You can AC couple a square wave, from a 50 ohm fungen, into the output
too.
Yeah I was trying to do a DC thing...

George H.
GH


--

John Larkin Highland Technology, Inc
picosecond timing precision measurement

jlarkin att highlandtechnology dott com
http://www.highlandtechnology.com

--

John Larkin Highland Technology, Inc
picosecond timing precision measurement

jlarkin att highlandtechnology dott com
http://www.highlandtechnology.com
 
<tabbypurr@gmail.com> wrote in message
news:dd13a58a-f266-49d8-93dc-8ca66ea64173@googlegroups.com...
The problem there is, it's
usually inductive (a modest impedance, in the 10s or 100s of ohms, but
typically rising with frequency), and that, plus some excess phase shift
inside the amp, causes the pole to split, resonate and continue
rightwards
into the right half plane (i.e. pushing it into oscillation).

yes - and R_out dominates massively over C_ESR in that situation.

But L_out dominates even more, that's the problem. (The goal of the RCRC
network, of course, is to dominate both, so the amp is stable by itself,
/and/ the output is kept accurate.)

Tim

--
Seven Transistor Labs, LLC
Electrical Engineering Consultation and Design
Website: https://www.seventransistorlabs.com/
 
On Wednesday, 1 May 2019 02:14:13 UTC+1, George Herold wrote:
On Tuesday, April 30, 2019 at 8:29:56 PM UTC-4, tabby wrote:
On Wednesday, 1 May 2019 00:46:30 UTC+1, Tim Williams wrote:
tabbypurr> wrote in message
news:0aa3f735-4e20-4187-922f-0f76ce041ab9@googlegroups.com...

Why does opamp R_out not dominate?


That was in context of C only (and whatever ESR it has), no explicit R_out.

not sure I'm following you there.

Do you mean the amp's output (source) impedance?

yes

The problem there is, it's
usually inductive (a modest impedance, in the 10s or 100s of ohms, but
typically rising with frequency), and that, plus some excess phase shift
inside the amp, causes the pole to split, resonate and continue rightwards
into the right half plane (i.e. pushing it into oscillation).

Tim

yes - and R_out dominates massively over C_ESR in that situation.

Yabut, R_out is inside the opamp feedback loop, and C_esr isn't.
(If I'm following correctly)

Yes, and it's the whole feedback loop that determines stability. R_out is part of that.


NT
 
On Wednesday, 1 May 2019 05:05:26 UTC+1, Tim Williams wrote:
tabbypurr> wrote in message
news:dd13a58a-f266-49d8-93dc-8ca66ea64173@googlegroups.com...

The problem there is, it's
usually inductive (a modest impedance, in the 10s or 100s of ohms, but
typically rising with frequency), and that, plus some excess phase shift
inside the amp, causes the pole to split, resonate and continue
rightwards
into the right half plane (i.e. pushing it into oscillation).

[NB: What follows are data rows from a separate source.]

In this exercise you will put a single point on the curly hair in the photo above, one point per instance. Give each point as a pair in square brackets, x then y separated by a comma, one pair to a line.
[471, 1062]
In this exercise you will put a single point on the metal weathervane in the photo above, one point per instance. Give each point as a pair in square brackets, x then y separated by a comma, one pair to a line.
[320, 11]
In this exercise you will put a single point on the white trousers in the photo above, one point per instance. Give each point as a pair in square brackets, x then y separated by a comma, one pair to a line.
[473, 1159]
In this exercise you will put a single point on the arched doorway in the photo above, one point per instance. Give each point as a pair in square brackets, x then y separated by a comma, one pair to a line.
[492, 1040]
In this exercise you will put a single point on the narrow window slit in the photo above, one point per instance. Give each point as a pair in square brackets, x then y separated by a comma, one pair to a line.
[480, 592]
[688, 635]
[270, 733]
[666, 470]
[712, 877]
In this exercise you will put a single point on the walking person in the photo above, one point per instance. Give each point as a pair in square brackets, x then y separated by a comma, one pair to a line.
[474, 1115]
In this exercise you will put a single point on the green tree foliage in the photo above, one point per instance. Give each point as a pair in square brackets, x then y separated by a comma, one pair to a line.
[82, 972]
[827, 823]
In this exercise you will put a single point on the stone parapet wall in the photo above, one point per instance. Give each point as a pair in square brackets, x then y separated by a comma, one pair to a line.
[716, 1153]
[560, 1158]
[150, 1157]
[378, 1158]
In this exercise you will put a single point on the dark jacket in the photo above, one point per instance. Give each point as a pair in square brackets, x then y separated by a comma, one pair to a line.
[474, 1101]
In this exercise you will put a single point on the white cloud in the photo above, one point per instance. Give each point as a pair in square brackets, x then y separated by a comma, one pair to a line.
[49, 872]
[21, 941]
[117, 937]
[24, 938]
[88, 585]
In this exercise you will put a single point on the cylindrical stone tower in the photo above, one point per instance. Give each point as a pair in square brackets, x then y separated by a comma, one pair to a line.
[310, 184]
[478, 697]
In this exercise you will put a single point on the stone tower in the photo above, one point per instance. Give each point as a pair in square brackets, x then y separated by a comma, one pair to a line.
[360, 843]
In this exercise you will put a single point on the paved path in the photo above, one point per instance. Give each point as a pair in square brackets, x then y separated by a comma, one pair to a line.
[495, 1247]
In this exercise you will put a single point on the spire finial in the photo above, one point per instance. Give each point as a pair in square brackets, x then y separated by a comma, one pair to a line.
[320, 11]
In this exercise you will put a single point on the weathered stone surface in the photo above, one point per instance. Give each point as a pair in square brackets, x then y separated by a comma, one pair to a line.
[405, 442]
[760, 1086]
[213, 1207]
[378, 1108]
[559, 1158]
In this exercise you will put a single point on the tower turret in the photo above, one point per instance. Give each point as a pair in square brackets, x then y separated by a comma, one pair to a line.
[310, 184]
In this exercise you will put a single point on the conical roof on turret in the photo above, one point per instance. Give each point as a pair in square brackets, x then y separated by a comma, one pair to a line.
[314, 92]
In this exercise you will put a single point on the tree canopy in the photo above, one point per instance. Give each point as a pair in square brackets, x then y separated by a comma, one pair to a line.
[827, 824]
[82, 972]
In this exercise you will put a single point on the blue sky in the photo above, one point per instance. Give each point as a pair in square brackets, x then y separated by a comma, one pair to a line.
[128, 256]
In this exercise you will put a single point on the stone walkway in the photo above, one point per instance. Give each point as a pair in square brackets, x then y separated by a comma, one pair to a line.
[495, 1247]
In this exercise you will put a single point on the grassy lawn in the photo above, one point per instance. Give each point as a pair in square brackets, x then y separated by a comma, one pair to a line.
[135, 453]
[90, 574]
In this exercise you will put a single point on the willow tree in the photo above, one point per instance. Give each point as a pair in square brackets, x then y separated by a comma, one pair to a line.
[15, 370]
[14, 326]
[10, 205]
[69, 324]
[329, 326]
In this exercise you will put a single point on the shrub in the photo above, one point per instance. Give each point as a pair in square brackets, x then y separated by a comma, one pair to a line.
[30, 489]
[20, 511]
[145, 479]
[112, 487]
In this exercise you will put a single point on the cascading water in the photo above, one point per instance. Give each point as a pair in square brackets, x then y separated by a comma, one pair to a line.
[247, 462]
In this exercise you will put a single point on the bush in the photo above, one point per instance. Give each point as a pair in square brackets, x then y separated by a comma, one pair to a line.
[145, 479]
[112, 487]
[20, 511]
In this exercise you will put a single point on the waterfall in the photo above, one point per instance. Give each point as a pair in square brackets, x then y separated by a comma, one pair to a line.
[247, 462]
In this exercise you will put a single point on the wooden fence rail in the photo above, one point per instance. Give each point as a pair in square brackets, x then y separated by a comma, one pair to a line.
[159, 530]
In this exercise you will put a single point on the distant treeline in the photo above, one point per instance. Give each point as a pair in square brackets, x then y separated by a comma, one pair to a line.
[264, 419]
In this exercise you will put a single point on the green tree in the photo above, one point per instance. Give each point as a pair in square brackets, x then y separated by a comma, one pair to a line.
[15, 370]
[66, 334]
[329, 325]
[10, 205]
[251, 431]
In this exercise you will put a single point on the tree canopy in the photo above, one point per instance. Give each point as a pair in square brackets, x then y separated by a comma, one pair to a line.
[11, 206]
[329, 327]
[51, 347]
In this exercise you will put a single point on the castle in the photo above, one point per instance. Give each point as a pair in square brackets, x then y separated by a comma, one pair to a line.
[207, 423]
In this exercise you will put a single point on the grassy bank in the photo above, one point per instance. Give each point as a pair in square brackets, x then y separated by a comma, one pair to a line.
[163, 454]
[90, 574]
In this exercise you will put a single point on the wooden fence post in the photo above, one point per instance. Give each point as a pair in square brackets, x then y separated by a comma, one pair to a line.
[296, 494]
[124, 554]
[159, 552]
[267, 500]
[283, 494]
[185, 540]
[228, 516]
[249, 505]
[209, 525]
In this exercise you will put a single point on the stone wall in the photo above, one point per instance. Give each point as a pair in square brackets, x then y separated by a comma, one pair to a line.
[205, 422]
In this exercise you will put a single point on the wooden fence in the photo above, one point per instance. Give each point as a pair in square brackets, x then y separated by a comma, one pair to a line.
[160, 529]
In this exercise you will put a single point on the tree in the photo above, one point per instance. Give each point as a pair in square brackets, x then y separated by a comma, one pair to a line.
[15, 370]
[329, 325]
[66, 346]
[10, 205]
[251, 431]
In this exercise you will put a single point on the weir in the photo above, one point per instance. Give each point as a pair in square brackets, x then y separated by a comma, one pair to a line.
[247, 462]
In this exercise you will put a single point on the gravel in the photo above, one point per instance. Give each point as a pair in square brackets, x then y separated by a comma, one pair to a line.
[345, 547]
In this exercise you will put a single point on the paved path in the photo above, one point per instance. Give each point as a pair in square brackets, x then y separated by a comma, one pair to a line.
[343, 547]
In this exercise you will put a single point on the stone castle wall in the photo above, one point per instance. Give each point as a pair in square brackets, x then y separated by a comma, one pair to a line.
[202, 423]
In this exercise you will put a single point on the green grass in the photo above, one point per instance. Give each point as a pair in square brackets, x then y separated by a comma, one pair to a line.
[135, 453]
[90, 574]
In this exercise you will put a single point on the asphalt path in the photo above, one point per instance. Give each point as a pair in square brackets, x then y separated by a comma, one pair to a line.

yes - and R_out dominates massively over C_ESR in that situation.


But L_out dominates even more, that's the problem. (The goal of the RCRC
network, of course, is to dominate both, so the amp is stable by itself,
/and/ the output is kept accurate.)

Tim

I guess just treating it as (increasing) R_out was my error.